Dans la salle d'audience, un cri de rage et de désespoir retentit sur les bancs des parties civiles. "Va te faire foutre !", lance le fils de l'une des victimes de l'attentat.
"Ce n'est pas acceptable", réagit aussitôt le président Christophe Petiteau qui demande aux gendarmes d'expulser de la salle d'audience le jeune homme en colère.
Ce premier incident illustre la frustration des parties civiles face à un accusé retranché dans le déni depuis sa mise en examen.
S'exprimant en arabe via un interprète, l'accusé, très fluet, les cheveux longs coiffés en arrière, court collier de barbe, s'est contenté de confirmer son identité.
Quand le président lui a demandé le nom de son avocat, Brahim Aouissaoui, en blouson crème ouvert sur un t-shirt blanc, a répondu: "Je ne connais pas son nom".
"Moi, en m'entretenant avec lui, j'ai l'impression - mais encore une fois je ne suis pas médecin ni expert - j'ai l'impression qu'il ne comprend pas les enjeux de ce procès, qu'il ne comprend pas l'enjeu de ce dossier", a expliqué, en dehors de la salle d'audience, son avocat Me Martin Méchin.
- "Je ne me rappelle pas" -
Brahim Aouissaoui, 25 ans, comparaît pour assassinats et six tentatives d'assassinat en relation avec une entreprise terroriste. Il encourt une peine de réclusion criminelle à perpétuité.
Le matin du 29 octobre, armé d'un couteau de cuisine, il avait quasiment décapité Nadine Vincent, épouse Devillers, une fidèle de 60 ans, blessé de 24 coups de couteau une mère de famille franco-brésilienne, Simone Barreto Silva, 44 ans, qui avait réussi à s'enfuir avant de succomber, et égorgé le sacristain Vincent Loquès, 55 ans, père de deux filles.
Grièvement blessé par des policiers après son attentat, Brahim Aouissaoui a affirmé une fois rétabli qu'il ne se souvenait de rien. "Je ne me rappelle pas comment j'ai pu tuer trois personnes", a-t-il répété lundi à l'audience.
Son examen médical n'a cependant révélé aucune lésion cérébrale et l'expertise psychiatrique a conclu à l'absence d'altération ou d'abolition de son discernement au moment des faits.
Les experts psychiatres s'exprimeront à la barre mardi. Initialement prévu lundi après-midi, l'interrogatoire de personnalité de l'accusé se déroulera mardi en fin d'après-midi.

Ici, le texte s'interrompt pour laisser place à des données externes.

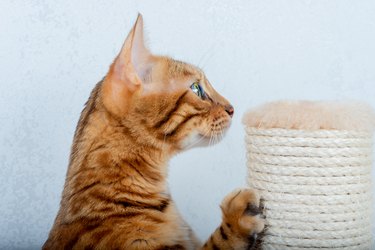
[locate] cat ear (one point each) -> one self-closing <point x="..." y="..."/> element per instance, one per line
<point x="129" y="70"/>
<point x="134" y="60"/>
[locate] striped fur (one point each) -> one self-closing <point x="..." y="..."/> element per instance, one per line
<point x="115" y="194"/>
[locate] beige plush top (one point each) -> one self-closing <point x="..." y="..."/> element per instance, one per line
<point x="309" y="115"/>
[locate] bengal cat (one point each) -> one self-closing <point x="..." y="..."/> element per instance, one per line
<point x="146" y="109"/>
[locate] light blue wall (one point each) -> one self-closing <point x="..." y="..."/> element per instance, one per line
<point x="53" y="52"/>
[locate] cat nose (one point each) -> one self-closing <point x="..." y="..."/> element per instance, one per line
<point x="230" y="110"/>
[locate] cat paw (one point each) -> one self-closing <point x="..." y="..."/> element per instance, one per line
<point x="242" y="213"/>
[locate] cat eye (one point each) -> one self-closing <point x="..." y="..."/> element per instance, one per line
<point x="198" y="90"/>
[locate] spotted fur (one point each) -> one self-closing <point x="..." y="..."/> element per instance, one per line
<point x="139" y="116"/>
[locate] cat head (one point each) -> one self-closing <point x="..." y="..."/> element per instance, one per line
<point x="161" y="100"/>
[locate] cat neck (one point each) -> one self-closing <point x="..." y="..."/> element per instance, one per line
<point x="109" y="150"/>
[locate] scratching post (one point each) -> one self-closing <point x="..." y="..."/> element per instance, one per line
<point x="311" y="162"/>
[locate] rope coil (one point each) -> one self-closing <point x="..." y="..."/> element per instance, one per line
<point x="316" y="187"/>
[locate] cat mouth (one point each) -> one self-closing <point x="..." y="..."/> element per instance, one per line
<point x="210" y="138"/>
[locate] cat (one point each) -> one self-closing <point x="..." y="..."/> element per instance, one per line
<point x="145" y="110"/>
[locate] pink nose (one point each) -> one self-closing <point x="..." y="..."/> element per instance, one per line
<point x="230" y="110"/>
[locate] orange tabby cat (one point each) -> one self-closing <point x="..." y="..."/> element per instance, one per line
<point x="145" y="110"/>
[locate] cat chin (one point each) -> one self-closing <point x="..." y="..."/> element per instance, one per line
<point x="196" y="140"/>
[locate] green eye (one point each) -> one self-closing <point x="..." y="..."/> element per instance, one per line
<point x="198" y="90"/>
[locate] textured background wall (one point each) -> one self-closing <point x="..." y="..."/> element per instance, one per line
<point x="53" y="52"/>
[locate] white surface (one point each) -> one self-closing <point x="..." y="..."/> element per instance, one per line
<point x="53" y="52"/>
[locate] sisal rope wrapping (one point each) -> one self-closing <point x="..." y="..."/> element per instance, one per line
<point x="316" y="187"/>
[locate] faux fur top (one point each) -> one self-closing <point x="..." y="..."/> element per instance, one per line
<point x="309" y="115"/>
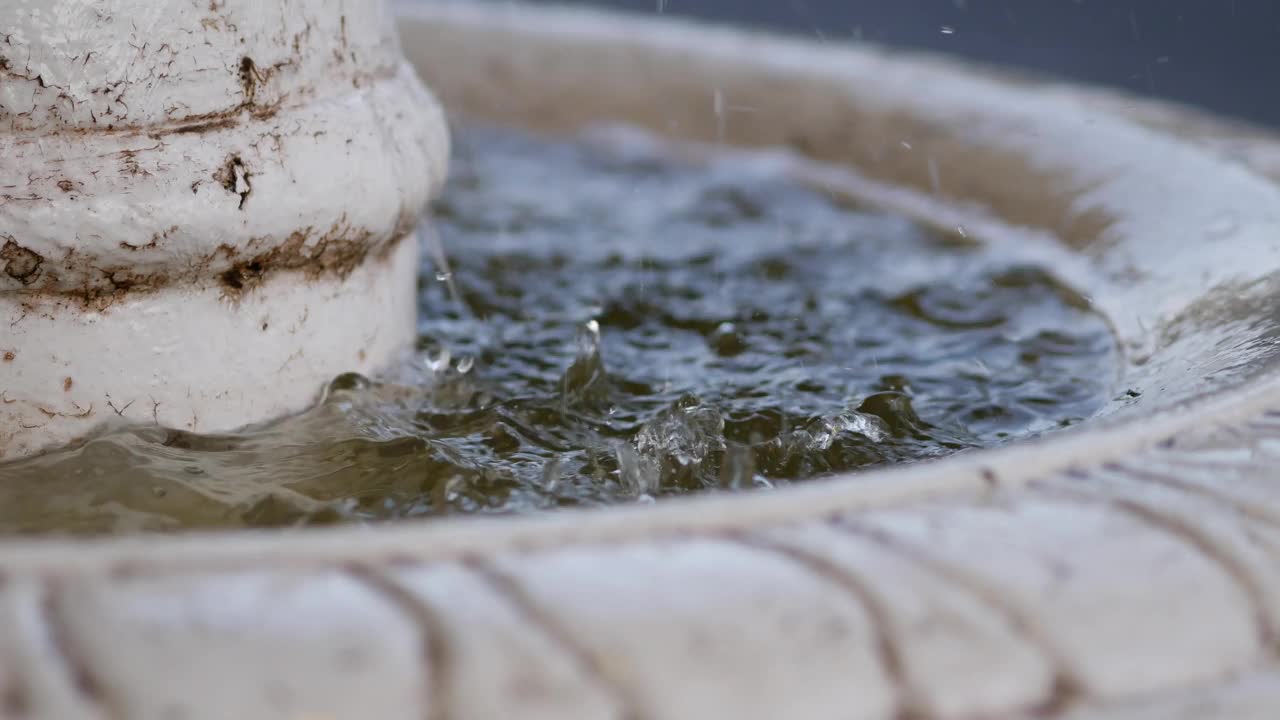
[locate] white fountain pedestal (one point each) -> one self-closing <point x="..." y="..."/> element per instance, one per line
<point x="206" y="209"/>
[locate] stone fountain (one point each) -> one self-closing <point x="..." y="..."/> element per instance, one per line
<point x="204" y="205"/>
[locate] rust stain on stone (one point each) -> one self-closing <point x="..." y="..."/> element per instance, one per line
<point x="21" y="263"/>
<point x="234" y="177"/>
<point x="336" y="251"/>
<point x="152" y="244"/>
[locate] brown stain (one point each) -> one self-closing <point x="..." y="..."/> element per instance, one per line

Son interrogatoire sur les faits aura lieu le 24 février.
Pour la première fois, l'Eglise catholique en France, en tant qu'institution, s'est constituée partie civile.

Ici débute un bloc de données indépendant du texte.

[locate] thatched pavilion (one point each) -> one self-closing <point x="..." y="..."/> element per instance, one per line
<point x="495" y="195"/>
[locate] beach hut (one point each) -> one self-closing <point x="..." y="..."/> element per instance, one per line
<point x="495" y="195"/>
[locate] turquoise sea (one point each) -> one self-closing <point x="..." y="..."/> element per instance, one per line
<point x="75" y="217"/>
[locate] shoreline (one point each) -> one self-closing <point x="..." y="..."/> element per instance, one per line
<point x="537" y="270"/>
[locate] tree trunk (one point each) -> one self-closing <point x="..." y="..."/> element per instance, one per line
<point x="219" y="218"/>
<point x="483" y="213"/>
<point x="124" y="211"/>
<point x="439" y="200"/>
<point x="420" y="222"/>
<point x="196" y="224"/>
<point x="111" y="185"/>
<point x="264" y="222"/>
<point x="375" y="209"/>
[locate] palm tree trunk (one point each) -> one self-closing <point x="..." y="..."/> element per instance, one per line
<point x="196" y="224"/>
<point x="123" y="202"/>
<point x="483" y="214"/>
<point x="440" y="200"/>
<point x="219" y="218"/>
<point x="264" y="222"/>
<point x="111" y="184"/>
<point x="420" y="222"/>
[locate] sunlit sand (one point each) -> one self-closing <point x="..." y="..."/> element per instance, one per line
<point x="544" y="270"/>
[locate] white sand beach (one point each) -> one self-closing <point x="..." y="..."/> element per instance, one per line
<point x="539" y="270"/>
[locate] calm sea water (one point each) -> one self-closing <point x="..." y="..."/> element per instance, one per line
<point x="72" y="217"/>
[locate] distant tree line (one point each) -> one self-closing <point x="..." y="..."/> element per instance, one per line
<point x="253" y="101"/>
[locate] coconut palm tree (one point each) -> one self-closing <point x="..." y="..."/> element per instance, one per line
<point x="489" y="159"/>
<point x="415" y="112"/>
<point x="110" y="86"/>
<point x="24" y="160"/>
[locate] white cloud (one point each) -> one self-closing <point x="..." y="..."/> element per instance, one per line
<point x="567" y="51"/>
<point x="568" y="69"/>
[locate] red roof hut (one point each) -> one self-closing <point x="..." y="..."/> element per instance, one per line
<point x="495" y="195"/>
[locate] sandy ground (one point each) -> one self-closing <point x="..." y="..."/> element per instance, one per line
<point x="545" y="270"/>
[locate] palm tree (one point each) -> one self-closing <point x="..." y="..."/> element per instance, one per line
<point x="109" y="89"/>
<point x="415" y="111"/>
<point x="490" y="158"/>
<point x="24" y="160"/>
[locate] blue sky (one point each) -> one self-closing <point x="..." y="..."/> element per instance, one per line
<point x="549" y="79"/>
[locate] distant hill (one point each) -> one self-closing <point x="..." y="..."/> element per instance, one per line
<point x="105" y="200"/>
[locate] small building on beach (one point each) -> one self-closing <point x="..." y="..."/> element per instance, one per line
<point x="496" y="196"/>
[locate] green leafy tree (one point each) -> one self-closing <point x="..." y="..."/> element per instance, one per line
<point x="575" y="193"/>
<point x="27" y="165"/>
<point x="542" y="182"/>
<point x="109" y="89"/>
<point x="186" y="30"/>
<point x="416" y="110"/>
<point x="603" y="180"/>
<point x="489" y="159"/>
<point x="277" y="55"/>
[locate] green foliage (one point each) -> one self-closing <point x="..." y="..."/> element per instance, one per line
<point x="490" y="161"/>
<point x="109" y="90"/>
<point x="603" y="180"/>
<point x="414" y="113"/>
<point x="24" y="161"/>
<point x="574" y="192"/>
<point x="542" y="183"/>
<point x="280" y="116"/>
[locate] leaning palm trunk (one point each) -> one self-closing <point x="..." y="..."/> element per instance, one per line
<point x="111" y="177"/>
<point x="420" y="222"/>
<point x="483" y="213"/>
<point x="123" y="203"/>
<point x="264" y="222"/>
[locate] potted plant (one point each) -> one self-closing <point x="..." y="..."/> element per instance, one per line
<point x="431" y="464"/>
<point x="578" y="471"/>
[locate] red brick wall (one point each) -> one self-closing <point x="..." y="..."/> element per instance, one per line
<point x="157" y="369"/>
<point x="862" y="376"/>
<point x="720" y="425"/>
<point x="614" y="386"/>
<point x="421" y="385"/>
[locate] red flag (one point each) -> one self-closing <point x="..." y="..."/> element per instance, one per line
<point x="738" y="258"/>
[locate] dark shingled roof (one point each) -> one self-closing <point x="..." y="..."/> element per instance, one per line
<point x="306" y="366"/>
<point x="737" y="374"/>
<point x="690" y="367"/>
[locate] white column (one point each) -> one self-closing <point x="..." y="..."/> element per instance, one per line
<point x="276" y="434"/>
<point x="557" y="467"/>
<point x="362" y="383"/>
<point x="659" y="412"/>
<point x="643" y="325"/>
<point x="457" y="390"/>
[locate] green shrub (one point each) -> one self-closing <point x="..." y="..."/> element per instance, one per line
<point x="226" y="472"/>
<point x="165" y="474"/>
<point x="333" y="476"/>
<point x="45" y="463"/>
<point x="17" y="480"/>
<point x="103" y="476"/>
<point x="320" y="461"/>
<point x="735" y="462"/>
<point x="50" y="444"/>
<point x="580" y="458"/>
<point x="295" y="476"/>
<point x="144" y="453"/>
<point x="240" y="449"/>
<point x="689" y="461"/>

- "Pays des mécréants et des chiens" -
"Je me suis constitué partie civile aujourd'hui en tant que président de la Conférence des évêques de France (...) pour demander que soit retenue la qualification aggravante d'attentat terroriste en raison de la religion", a expliqué Mgr Eric de Moulins-Beaufort, président de la CEF, présent à l'audience.
"Il est patent, assez évident, que Brahim Aouissaoui est venu pour assassiner des gens dans une église", a-t-il dit.

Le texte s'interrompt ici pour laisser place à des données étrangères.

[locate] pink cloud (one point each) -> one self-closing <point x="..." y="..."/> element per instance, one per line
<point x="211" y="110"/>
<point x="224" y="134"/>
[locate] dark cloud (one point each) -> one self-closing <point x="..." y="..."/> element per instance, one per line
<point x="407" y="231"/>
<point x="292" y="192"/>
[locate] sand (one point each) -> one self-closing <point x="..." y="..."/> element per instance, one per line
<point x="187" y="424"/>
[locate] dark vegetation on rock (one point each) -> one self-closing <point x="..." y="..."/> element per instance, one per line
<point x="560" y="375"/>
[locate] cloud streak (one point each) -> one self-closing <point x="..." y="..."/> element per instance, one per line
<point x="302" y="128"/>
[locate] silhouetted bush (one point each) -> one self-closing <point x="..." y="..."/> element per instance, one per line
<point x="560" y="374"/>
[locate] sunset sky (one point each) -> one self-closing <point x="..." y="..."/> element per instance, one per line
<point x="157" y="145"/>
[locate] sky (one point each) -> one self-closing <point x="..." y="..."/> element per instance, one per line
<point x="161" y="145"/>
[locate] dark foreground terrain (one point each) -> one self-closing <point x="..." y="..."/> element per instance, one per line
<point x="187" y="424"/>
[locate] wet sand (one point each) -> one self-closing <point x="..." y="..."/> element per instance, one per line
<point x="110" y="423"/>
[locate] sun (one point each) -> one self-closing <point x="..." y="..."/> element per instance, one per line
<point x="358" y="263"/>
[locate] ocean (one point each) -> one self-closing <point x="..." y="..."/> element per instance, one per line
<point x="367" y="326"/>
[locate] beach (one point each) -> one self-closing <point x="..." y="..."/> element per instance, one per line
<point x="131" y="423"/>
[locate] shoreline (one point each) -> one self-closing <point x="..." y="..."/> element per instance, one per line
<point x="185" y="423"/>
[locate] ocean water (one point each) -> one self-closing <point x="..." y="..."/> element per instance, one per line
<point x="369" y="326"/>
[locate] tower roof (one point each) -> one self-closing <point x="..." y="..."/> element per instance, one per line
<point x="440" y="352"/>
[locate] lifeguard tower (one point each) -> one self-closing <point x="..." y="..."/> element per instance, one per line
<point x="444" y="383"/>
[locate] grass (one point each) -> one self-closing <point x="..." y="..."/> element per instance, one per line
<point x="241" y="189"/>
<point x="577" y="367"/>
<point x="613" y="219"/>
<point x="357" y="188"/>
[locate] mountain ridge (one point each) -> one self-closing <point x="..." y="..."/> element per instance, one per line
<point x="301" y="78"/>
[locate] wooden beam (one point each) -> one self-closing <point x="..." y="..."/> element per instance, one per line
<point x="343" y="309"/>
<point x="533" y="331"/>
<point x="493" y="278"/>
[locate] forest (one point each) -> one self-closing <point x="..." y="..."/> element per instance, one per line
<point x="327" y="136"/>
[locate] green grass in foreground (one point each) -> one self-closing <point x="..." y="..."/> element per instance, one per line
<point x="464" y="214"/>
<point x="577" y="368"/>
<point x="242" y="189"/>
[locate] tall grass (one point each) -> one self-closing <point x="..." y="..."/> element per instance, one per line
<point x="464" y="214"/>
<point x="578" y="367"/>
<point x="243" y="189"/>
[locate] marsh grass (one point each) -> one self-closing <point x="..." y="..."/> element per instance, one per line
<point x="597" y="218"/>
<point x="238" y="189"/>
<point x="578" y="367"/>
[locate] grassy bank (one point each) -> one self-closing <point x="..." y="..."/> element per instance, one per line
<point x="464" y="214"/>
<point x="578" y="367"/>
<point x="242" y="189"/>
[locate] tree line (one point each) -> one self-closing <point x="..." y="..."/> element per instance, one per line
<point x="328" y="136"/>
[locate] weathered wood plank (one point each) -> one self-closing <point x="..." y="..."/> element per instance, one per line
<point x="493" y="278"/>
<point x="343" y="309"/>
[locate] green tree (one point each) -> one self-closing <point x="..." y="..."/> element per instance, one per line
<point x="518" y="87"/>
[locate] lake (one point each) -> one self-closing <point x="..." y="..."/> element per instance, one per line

Me Philippe Soussi, avocat notamment du mari d'une victime et de l'Association française des victimes du terrorisme (AFVT), met en avant "la radicalisation ancienne et profonde" de l'accusé.
Pour le parquet antiterroriste, "de nombreux éléments laissent penser qu'au moment de quitter la Tunisie (...), l'accusé avait déjà l'intention de commettre un attentat en France", comme "sa radicalisation avérée et sa fréquentation d'individus impliqués dans des dossiers terroristes" en Tunisie.
En outre, "l'exploitation de son téléphone et de son compte Facebook établissent qu'il continuait à consulter des sites islamistes" ; qu'il s'était intéressé à la décapitation du professeur Samuel Paty le 16 octobre 2020 ; "qu'il avait connaissance des menaces proférées contre la France par des médias proches d'Al-Qaïda et qu'il éprouvait manifestement une haine" contre la France, qualifié de "pays des mécréants et des chiens", a développé le magistrat instructeur.
La veille au soir de l'attentat, dans un message audio, Brahim Aouissaoui avait expliqué à un compatriote résidant en région parisienne qu'il ne pouvait pas se rendre à Paris, faute d'argent, mais disait-il: "J'ai un autre programme dans ma tête. Que Dieu le facilite".
Quatre jours avant que le jeune Tunisien passe à l'action, un média proche d'Al-Qaïda appelait les musulmans à "égorger" des Français, notamment dans "leurs églises".
Le procès est prévu jusqu'au 26 février.